Of course, the first course of action (which you’ve already done) is to make sure the client has clearance from his or her physician to return to physical activity. The exercise guidelines and limitations provided by the client’s healthcare provider should always be followed first and foremost, as most surgeons have developed their own protocols based on the type of surgery, their own preferences, and available research.

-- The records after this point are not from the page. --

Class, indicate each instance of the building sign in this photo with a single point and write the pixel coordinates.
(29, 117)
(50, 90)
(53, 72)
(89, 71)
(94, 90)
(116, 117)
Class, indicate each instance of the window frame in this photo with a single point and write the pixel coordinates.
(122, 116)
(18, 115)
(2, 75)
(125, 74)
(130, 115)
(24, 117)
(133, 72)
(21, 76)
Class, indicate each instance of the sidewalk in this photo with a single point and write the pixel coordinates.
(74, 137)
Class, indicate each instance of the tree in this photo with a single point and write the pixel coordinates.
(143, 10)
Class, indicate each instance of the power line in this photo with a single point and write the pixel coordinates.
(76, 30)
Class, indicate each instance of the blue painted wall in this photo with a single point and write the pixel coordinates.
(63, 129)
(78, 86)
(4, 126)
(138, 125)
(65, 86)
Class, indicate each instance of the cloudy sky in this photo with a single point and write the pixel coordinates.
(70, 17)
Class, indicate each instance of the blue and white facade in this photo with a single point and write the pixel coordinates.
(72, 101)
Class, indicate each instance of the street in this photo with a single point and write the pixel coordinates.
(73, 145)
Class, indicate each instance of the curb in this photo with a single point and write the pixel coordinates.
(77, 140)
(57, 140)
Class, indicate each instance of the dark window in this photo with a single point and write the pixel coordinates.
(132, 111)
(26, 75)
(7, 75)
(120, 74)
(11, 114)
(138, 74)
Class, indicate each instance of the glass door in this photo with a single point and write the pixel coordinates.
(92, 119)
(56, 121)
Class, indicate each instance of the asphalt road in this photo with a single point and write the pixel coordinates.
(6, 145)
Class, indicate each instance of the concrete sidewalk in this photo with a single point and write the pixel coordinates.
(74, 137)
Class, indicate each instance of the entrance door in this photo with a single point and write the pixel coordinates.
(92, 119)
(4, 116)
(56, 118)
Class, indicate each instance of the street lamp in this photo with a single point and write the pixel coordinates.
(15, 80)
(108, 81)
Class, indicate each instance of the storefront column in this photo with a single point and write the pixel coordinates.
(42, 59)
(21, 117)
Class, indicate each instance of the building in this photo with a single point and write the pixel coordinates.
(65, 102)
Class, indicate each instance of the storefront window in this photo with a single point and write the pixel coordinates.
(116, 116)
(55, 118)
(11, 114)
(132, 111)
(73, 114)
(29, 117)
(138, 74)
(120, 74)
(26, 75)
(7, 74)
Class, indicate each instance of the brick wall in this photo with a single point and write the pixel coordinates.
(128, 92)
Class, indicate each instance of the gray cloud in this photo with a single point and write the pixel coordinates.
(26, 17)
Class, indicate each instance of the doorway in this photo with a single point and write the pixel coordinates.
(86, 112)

In general, a fitness professional may begin to see the client between six and 12 weeks after hip-replacement surgery. If movement restrictions are lifted, the client may be progressed as tolerated. The client should be monitored for surgical-site pain during and after training sessions. This pain is often described as “sharp or stabbing” rather than the typical low-grade “muscle ache” [i.e., delayed onset muscle soreness (DOMS)] that is often felt following a vigorous workout session. It is recommended that the following specific exercises be avoided for hip-replacement clients:
• Deep squats, lunges, yoga poses that produce greater than 90 degrees of hip flexion
• Side-lying adduction and stretching the leg across midline
• Yoga poses that produce internal rotation
• Yoga poses, seated groin stretches, and sitting with the legs crossed that produce external rotation
• Lunges and prone hip extension that produces hip hyperextension
General strengthening should focus on building local strength and endurance throughout
the hip region and abdominal core. Early fitness activity may include isolated hip open-chain exercises [e.g., seated straight-leg raise and side-lying leg raise (abduction)], using lighter resistance and higher repetitions to improve strength, endurance, and muscle recruitment. The goal should be to restore proper strength and neuromuscular control prior to advancing to functional activity.

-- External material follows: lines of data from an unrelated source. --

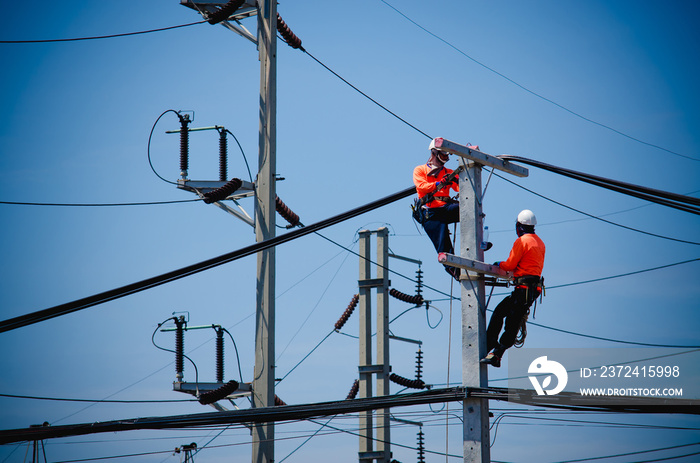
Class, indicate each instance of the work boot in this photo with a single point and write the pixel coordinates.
(492, 359)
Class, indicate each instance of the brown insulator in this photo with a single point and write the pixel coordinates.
(223, 192)
(417, 299)
(287, 34)
(351, 307)
(218, 394)
(405, 382)
(353, 390)
(286, 212)
(224, 12)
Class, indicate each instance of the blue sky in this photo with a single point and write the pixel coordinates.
(76, 126)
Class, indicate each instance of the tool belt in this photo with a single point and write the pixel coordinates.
(533, 285)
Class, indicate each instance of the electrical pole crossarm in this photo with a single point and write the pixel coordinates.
(480, 158)
(474, 265)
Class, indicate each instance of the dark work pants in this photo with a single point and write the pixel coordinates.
(512, 309)
(436, 226)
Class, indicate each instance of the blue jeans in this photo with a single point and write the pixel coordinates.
(436, 226)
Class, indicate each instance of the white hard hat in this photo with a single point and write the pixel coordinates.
(527, 217)
(432, 143)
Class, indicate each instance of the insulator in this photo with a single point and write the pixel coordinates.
(179, 348)
(353, 390)
(419, 365)
(419, 282)
(223, 156)
(417, 299)
(421, 446)
(405, 382)
(218, 394)
(219, 355)
(351, 307)
(224, 12)
(286, 212)
(287, 34)
(223, 192)
(184, 145)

The functional program should challenge the abdominal core and lumbo-pelvic-hip complex in all planes of motion, but must be progressed from basic functional activities. The post-operative client may be at a lower functional level than a relatively healthy client. Basic functional tasks such as sit-to-stand, rolling in bed, stair climbing, and picking up objects may still be difficult. The client may need to master these basic skills prior to progressing to more intense exercises.

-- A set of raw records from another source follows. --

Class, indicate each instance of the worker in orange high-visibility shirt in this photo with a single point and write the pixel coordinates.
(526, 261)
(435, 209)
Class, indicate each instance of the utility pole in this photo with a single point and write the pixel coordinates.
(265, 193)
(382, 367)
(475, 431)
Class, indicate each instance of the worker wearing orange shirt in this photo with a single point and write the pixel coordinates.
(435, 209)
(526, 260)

Deficits in general balance may be evident due to disuse of the kinetic chain. Basic functional ability should be obtained prior to implementing balance activity. Early balance activity can be combined with basic functional tasks. For example, the client can do the sit-to-stand exercise with a foam pad under his or her feet or pick up objects while standing on two air-filled discs. When appropriate, the client can be progressed with tandem and single-leg stance balance activity.